In his recent State of the Union Address, President Obama introduced America to MyRA (or, “My Retirement Account”) for people who lack employer-sponsored retirement plans. He signed a presidential memorandum in Pennsylvania to make America’s new Savings Sweetheart official.
The concept behind a MyRA is relatively simple: Taxpayers can sock away up to $15,000 into a MyRA account. The accounts provide returns on investment identical to those of the government’s Thrift Savings Plan, which over the past ten years have averaged 3.6%. The growth is essentially risk-free, it is tax-free, and it generally outpaces inflation making it viable for those who are highly risk-averse or lack the assets or financial expertise to invest properly otherwise. Participants can cash out of the accounts at any time without facing a penalty.
Participants must invest a minimum initial amount of $25 and minimum ongoing amounts of $5, which can be done through automatic payroll deductions. Employer participation is not mandatory, so it will be interesting to see how many employers take on the additional reporting requirement. Single individuals must have incomes below $129,000 and married couples must have incomes below $191,000 to participate, and they may participate even if they have existing 401(k)s or other retirement accounts to the extent that they are below the annual contribution limits for those accounts.
Once the value of a MyRA hits $15,000, it must be rolled into a Roth IRA.
So what do we at Financial Solution Advisors, PLLC make of this? While the return on investment is relatively low compared historically to a well-balanced portfolio consisting of debt and equity assets, we support any savings program, especially if the return is poised to outpace inflation. The U.S. average personal savings rate averaged only 4.6% for the ten years between January 1, 2003 and December 31, 2012. Anything that helps to encourage individuals and families to increase their savings to more reasonable levels, especially those of limited means, and does so in ways that are fiscally responsible (that is, providing a positive real return) are welcome additions to the arsenal of savings options. For most Americans, Social Security will be the only reliable source of income at retirement. A MyRA can certainly help to supplement retirement by diversifying a retiree’s income sources and assist on rainy days.

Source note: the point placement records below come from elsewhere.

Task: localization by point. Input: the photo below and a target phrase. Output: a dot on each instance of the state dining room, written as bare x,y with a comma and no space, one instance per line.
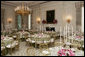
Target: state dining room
42,28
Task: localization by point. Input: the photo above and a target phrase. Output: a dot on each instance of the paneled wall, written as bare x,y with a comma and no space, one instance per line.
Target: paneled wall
62,10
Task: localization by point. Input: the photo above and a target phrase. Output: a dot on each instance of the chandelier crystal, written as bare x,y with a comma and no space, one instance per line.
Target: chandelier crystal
22,9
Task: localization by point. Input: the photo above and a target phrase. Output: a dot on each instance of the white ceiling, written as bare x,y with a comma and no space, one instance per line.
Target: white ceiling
29,3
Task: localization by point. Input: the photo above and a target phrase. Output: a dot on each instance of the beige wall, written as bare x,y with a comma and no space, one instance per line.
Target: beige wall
62,9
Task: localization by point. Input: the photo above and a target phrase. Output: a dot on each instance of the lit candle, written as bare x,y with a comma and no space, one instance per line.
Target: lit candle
60,37
72,34
66,32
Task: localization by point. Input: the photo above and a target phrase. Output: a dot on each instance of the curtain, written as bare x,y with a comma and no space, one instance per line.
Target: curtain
19,21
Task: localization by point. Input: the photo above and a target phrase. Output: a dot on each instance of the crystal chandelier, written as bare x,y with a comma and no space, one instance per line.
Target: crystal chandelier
22,9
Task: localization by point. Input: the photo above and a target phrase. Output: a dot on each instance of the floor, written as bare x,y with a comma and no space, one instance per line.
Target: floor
23,50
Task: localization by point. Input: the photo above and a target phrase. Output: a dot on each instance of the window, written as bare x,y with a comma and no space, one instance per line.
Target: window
82,28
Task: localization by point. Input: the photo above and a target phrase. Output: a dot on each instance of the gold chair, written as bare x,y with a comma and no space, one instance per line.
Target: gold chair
31,51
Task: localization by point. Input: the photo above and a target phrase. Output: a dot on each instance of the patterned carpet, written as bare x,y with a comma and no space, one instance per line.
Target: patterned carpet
26,50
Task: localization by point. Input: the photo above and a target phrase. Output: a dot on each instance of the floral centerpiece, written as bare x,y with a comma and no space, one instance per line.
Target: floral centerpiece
44,21
65,52
54,21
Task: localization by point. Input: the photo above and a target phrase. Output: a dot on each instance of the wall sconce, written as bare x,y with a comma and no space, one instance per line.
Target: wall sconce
38,20
9,20
68,19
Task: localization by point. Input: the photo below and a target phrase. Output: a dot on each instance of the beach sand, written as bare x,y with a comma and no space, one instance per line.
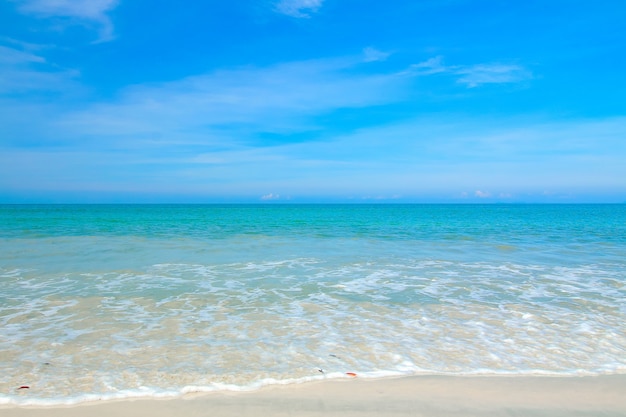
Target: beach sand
408,396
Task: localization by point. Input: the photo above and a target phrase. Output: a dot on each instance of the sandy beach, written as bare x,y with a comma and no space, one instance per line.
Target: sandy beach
414,396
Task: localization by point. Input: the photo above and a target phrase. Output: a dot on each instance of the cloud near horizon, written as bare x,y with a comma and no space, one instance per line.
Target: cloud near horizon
298,8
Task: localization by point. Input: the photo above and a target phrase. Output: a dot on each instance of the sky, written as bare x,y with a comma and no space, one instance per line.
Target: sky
363,101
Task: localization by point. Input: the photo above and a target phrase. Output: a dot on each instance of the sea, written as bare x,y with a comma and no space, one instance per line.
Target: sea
102,302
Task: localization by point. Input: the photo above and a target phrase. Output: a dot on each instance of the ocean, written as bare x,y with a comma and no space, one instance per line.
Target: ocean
116,301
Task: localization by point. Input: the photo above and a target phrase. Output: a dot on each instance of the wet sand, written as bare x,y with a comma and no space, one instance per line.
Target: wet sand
411,396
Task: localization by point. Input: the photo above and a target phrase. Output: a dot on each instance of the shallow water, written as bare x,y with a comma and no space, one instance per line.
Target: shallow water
120,301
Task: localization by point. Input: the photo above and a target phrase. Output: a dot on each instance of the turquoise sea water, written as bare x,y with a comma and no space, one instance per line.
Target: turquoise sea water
115,301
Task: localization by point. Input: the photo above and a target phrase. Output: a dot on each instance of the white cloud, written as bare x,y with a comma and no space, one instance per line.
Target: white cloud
298,8
430,66
476,75
372,54
26,72
472,75
93,11
276,99
270,196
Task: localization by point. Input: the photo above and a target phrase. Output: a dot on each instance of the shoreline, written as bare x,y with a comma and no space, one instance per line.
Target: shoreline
398,396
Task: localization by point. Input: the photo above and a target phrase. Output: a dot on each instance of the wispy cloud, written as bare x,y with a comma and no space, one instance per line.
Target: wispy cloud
26,72
476,75
372,54
75,11
298,8
270,196
473,75
276,99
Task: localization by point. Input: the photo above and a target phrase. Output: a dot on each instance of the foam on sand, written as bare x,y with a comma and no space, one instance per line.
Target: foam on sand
414,396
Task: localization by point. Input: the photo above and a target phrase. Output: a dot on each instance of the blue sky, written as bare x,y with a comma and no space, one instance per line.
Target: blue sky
312,101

We are a little intrigued by the income limitations: first, by the fact that there is a substantial (and, in our view, unnecessary) marriage penalty; second, by the fact that the limitations do not currently appear to be indexed for inflation; and third, by the fact that there is any limitation at all. Most individuals who would participate in such a plan would not have incomes in excess of those levels anyway, so it seems superfluous to have the limits at all. Of course, with most tax law, we have all seen more than our fair share of income limitations and marriage penalties, so we hardly find it surprising. Also, the $15,000 cap does not appear to be indexed for inflation. $15,000 is not a substantial amount of money from a savings standpoint, especially if retirement is the goal, and once a MyRA is forced to be converted to a Roth, there will be the standard 10% penalty for early withdrawal (withdrawal before age 59 and 1/2) consistent with the regulations that apply to both Roth and Traditional IRAs.
Another potential issue is how the funds are invested. While government securities are considered “safe,” they do represent additional government debt rather than private investments in the U.S. economy. This opens up the door to potential political gamesmanship with these automated savings accounts when it comes to issues surrounding the federal budget, the debt ceiling, and so forth. The original vision for MyRA was for it to serve as an automatic savings account with an “opt-out” feature. The goal may ultimately be to evolve it in that direction in the future as the political environment allows.
Still, despite these issues, MyRAs are a positive step for the majority of American families. Is it what we would implement if we were in charge? Not necessarily. But, it’s definitely a decent option for many families and individuals looking to generate some savings and still maintain access to the money during their working years.